I also listened to some broadcasts but I want to emphasise that broadcasts give a very different impression and fall far short of replicating the experience if you are there in the flesh. You might hear all the notes but you don’t hear the tone, the true volume or, in the chamber music, the true balance. More contentiously and probably less importantly (because one might wonder: why is this relevant?) you are deprived of any visual element. If you are actually there you can also assess the way that the performer holds the attention of the audience. That shared attention is an important part of the live performance experience and also, if you are being evaluative, a kind of double-check on your own response.
The six finalists to play with the orchestra have been announced.
Next Tuesday and Wednesday they will play Mozart concerti. Those will be K 467, 467, 453 and 453, 491 and 467 respectively.
Next Friday night and Saturday afternoon, they will play their nineteenth and twentieth century concerti. This is [correction: was, when first announced - see below] the roster:
That’s rather a lot of Rachmaninov, isn’t it? And it’s not as if the sole Tchaikovsky really breaks the pattern.
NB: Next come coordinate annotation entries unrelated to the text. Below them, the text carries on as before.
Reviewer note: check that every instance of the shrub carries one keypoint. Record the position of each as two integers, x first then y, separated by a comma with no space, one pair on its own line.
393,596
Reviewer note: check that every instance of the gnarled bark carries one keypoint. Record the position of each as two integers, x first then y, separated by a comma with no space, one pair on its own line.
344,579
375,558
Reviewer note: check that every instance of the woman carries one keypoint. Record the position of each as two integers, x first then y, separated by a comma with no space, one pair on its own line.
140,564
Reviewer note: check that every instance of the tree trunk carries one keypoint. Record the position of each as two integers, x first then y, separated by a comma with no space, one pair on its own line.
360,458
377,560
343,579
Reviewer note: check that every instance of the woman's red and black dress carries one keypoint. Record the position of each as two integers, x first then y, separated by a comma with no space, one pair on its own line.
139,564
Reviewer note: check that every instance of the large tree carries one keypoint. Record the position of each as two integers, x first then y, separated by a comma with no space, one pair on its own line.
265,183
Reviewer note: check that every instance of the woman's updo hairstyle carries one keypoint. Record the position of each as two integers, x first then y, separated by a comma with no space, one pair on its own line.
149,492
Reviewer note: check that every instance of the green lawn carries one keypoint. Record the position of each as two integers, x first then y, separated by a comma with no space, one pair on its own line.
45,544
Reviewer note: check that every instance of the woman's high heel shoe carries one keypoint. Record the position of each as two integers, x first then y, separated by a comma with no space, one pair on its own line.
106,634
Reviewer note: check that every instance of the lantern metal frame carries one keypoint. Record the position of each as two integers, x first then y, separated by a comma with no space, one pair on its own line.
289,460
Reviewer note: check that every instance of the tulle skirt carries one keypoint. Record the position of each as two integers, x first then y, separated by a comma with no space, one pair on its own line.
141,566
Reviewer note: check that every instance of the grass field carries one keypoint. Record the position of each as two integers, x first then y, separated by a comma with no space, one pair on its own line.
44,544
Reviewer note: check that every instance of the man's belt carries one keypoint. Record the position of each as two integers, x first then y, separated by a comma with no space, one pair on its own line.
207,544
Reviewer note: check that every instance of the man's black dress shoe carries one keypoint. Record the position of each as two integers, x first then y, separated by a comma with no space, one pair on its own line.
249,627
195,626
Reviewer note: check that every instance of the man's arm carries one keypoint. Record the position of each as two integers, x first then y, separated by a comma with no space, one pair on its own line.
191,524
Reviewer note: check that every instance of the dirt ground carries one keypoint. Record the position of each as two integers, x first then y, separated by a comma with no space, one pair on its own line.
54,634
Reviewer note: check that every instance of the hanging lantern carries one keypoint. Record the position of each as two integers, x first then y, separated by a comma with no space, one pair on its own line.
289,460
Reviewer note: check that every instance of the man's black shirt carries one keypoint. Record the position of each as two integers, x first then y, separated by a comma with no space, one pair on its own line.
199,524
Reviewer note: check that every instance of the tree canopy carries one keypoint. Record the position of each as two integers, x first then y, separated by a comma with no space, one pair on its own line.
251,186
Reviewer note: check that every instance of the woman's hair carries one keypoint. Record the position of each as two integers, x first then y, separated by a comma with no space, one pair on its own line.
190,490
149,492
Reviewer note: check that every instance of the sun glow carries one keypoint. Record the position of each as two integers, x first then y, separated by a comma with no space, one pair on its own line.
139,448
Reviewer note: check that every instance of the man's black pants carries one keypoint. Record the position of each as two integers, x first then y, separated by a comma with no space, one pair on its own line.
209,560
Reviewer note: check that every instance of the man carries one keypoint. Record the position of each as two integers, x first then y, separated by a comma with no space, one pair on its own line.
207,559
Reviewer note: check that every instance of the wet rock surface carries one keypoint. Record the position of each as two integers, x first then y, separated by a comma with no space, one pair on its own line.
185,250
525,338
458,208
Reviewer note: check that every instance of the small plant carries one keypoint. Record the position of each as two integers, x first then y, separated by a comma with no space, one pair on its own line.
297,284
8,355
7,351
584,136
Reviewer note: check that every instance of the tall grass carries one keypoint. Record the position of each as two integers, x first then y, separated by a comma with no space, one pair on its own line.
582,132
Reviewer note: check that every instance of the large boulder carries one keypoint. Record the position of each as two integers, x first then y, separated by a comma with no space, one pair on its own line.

I would have preferred to have seen in the final one or both of the two Italians, Guarascio and Giulio Biddau, not just because they were down to play Liszt and Brahms 1 respectively (aside from Gabrielian they were the only semifinalists who did not choose Rachmaninov), but because those choices are a proxy for something more. They are both more interesting pianists (to me, anyway) than at least two of those who have been chosen.
There has been a rejig of the order: Berestnev has been moved to the first program and Khozyainov moved to the second program. This avoids two Rachmaninov 3s on Friday and two Paganini Rhapsodies on Saturday. The same could have been achieved by swapping Berestnev or Yu for Onishchenko – if Yu had gone rather than Berestnev this would have avoided 3 K467s on Tuesday.
This gives an advantage to Khozyainov, particularly in relation to voting for the “People’s Choice” prize, since that voting is by those who are present on the Saturday.
In my opinion it would have been better if things had been left as they were.